Таким образом, в условиях гипогликемии, спровоцированной этанолом, «сгорания жиров в пламени углеводов» не происходит, из них образуются кетоновые тела и депозиты жира в печени, ее границы увеличиваются, а функции угасают. Синтетические процессы, происходящие в ней в нормальном состоянии, изменяются, снижается антитоксическая функция печени, что приводит к появлению в крови большого количества аутокоидов, способных вызывать различные нарушения в организме больного.
В попытке повысить уровень глюкозы в плазме крови увеличивается содержание гормонов, регулирующих ее концентрацию, таких как кортизол, глюкагон, гормон роста, адреналин, и снижается секреция инсулина. Гормональные сдвиги практически не влияют на уровень глюкозы, так как ее неоткуда взять. Однако они усиливают липолиз, стимулируют дальнейшее отложение жира в печени и предоставляют материал для дальнейшего образования кетонов.
Сдвиг равновесия НАДН+Н+/НАД+ влево изменяет поляризацию мембран клеток.
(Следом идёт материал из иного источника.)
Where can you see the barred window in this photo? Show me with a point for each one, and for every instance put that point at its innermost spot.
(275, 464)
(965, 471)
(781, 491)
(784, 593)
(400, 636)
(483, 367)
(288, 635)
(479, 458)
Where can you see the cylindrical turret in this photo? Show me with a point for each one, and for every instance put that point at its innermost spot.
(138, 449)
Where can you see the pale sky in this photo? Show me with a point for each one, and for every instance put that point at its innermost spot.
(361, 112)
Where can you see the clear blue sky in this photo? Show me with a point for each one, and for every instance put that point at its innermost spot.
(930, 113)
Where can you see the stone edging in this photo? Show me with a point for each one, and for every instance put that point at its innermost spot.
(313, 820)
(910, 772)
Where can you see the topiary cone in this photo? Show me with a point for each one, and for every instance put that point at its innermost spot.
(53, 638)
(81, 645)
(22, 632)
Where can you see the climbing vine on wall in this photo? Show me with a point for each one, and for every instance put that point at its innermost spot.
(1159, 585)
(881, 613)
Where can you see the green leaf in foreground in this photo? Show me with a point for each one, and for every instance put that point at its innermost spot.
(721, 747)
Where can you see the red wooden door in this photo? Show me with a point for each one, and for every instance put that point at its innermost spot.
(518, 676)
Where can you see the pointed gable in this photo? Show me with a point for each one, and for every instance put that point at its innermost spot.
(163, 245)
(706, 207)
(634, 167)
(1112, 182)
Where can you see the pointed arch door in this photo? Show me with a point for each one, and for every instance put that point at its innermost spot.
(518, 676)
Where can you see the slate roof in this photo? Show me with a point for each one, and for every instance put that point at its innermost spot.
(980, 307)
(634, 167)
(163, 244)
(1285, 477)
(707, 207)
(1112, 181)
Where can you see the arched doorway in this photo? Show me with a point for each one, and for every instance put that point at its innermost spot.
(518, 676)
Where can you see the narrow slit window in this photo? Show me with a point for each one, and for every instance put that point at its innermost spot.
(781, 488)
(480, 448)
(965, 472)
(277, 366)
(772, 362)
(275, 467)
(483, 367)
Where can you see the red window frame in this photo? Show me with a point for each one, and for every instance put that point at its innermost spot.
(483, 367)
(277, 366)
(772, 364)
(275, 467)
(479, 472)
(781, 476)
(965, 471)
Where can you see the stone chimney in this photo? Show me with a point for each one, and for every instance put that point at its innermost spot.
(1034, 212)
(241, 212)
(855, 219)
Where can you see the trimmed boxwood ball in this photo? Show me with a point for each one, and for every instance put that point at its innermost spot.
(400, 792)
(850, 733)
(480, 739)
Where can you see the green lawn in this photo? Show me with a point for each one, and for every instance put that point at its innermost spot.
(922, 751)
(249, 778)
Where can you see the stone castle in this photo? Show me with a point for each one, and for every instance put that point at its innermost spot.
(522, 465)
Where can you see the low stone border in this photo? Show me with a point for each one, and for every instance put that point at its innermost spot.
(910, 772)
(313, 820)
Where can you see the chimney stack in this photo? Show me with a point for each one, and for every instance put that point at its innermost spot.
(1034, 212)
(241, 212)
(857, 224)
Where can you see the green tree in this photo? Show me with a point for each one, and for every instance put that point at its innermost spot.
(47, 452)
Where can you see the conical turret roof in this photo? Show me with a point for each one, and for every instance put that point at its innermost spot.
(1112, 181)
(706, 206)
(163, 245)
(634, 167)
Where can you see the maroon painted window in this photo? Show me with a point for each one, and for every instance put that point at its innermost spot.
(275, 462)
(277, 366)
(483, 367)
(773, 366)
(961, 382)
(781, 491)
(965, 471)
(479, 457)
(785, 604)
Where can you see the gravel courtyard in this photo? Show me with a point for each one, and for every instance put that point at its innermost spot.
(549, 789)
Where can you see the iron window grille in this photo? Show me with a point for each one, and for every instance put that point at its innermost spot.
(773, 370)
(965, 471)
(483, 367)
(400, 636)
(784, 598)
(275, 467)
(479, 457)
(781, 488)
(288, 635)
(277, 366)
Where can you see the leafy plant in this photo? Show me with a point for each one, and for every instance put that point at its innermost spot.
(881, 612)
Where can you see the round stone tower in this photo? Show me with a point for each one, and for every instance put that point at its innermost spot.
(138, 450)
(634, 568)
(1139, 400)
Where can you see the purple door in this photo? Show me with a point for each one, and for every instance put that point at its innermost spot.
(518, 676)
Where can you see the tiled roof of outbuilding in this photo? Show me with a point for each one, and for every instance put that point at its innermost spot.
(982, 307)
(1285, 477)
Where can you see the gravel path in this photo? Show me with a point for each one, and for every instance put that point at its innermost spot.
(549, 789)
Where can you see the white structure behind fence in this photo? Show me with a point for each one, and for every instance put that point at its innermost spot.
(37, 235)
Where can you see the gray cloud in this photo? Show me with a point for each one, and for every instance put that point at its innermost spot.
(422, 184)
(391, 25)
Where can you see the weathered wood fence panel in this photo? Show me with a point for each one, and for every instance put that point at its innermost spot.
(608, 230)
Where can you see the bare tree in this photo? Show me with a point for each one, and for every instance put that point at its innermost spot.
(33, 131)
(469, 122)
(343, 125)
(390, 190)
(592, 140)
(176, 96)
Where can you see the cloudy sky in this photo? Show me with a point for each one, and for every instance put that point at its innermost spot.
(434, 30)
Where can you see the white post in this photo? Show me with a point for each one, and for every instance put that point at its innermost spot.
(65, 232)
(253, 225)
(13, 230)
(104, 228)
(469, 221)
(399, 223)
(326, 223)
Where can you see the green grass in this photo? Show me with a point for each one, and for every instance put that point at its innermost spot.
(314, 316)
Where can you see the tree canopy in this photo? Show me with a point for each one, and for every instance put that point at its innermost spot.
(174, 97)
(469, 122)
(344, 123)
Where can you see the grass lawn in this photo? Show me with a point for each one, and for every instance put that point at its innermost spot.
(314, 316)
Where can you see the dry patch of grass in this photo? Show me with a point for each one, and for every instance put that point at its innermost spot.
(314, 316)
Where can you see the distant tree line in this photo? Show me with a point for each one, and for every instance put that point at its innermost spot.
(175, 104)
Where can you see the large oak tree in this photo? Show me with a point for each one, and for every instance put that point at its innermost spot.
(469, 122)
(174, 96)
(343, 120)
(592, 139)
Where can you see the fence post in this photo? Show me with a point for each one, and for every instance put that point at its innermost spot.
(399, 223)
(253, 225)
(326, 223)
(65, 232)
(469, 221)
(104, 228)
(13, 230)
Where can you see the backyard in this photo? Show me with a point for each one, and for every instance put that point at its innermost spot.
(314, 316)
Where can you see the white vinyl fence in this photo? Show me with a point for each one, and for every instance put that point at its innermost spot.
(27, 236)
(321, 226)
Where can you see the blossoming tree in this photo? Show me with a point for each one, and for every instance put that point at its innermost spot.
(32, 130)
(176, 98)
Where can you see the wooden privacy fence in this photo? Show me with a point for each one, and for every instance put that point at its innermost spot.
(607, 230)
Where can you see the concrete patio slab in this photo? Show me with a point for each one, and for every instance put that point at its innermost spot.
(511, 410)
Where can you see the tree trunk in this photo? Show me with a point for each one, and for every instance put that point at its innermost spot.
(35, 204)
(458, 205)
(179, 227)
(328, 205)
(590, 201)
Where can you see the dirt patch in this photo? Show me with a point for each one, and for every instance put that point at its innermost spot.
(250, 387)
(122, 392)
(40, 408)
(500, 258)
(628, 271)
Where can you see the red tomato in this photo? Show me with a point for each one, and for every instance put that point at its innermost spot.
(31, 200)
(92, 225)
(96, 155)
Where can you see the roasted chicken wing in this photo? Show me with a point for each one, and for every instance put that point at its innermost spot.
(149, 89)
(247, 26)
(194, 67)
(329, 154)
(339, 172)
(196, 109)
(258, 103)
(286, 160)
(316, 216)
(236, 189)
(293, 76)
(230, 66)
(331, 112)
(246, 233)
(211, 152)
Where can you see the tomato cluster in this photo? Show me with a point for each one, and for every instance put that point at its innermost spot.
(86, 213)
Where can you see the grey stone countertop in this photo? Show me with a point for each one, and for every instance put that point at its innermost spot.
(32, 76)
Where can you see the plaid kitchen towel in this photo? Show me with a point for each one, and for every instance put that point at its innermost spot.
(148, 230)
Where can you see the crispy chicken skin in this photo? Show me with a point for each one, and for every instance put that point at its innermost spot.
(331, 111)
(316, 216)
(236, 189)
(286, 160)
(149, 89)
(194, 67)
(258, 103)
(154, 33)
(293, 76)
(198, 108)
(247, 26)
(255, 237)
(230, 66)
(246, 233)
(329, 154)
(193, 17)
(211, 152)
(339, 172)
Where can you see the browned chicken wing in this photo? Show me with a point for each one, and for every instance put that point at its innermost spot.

Потенциал клеточных мембран становится более негативным по сравнению с исходным потенциалом, что еще больше нарушает транспорт ионов через них. Страдают функции транспортных насосов, в том числе тех из них, которые призваны эвакуировать отработанные продукты обмена веществ. Снижение интенсивности обменного транспорта в системе К+/Н+ (антипорт «калий – водород») сопровождается накоплением избытка ионов водорода в клетках. К кетонемическому ацидозу присоединяется внутриклеточный метаболический ацидоз.
В совокупности все это приводит к срыву функции органов, который проявляется в соответствии с их физиологической ролью (нарушения ритма сердца, декомпенсация функций печени, органические дисфункции головного мозга ит. д.).
Однако представленная патохимическая драма не исчерпывается явлениями, связанными с дефицитом НАД+. Сами метаболиты этанола – ацетоальдегид и уксусная кислота, образующиеся при его биотрансформации, – завершают ее финал. Несмотря на то, что ацетоальдегид вырабатывается эндогенным путем во многих биохимических реакциях, превышение его концентрации в головном мозге оказывает выраженное нейротропное и гепато-токсическое действия (Зиматкин С. М., 1993). Ацетоальдегид необратимо связывает белки синаптосом в трофотропных системах ЦНС (например, в ГАМКергических), влияет на продукцию эндогенных опиатов, угнетает транспортные АТФазы мембран нейронов головного мозга (Багров А. Я., 1996), наконец, ацетоальдегид угнетает синтез ацетилхолина – главного функционального антагониста катехоламинергических (возбуждающих) систем головного мозга, индуцирует цитохром СУР 2Е1.
Физиологические пределы колебаний концентрации ацетоальдегида очень малы, его избыток должен немедленно утилизироваться в биохимических реакциях. Однако некоторые продукты биотрансформации ацетальдегида также оказывают повреждающее действие на ткани: например, при деградации ацетальдегида ксантиноксидазой или альдегидоксидазой образуются свободные радикалы. Связывание ацетальдегида с цистеином или глютатионом вызывает увеличение их оборота и потерю пула серосодержащих аминокислот (что также сопровождается накоплением пероксидов и повреждением митохондрий). Длительная алкоголизация и накопление ацетальдегида вызывают снижение пула эндогенного метионина и его активной формы S-аденозилметионина, который участвует в синтезе глютатиона (S-аденозилметионин является наиболее важным агентом в реакциях трансметилирования, которые обеспечивают пластический обмен веществ).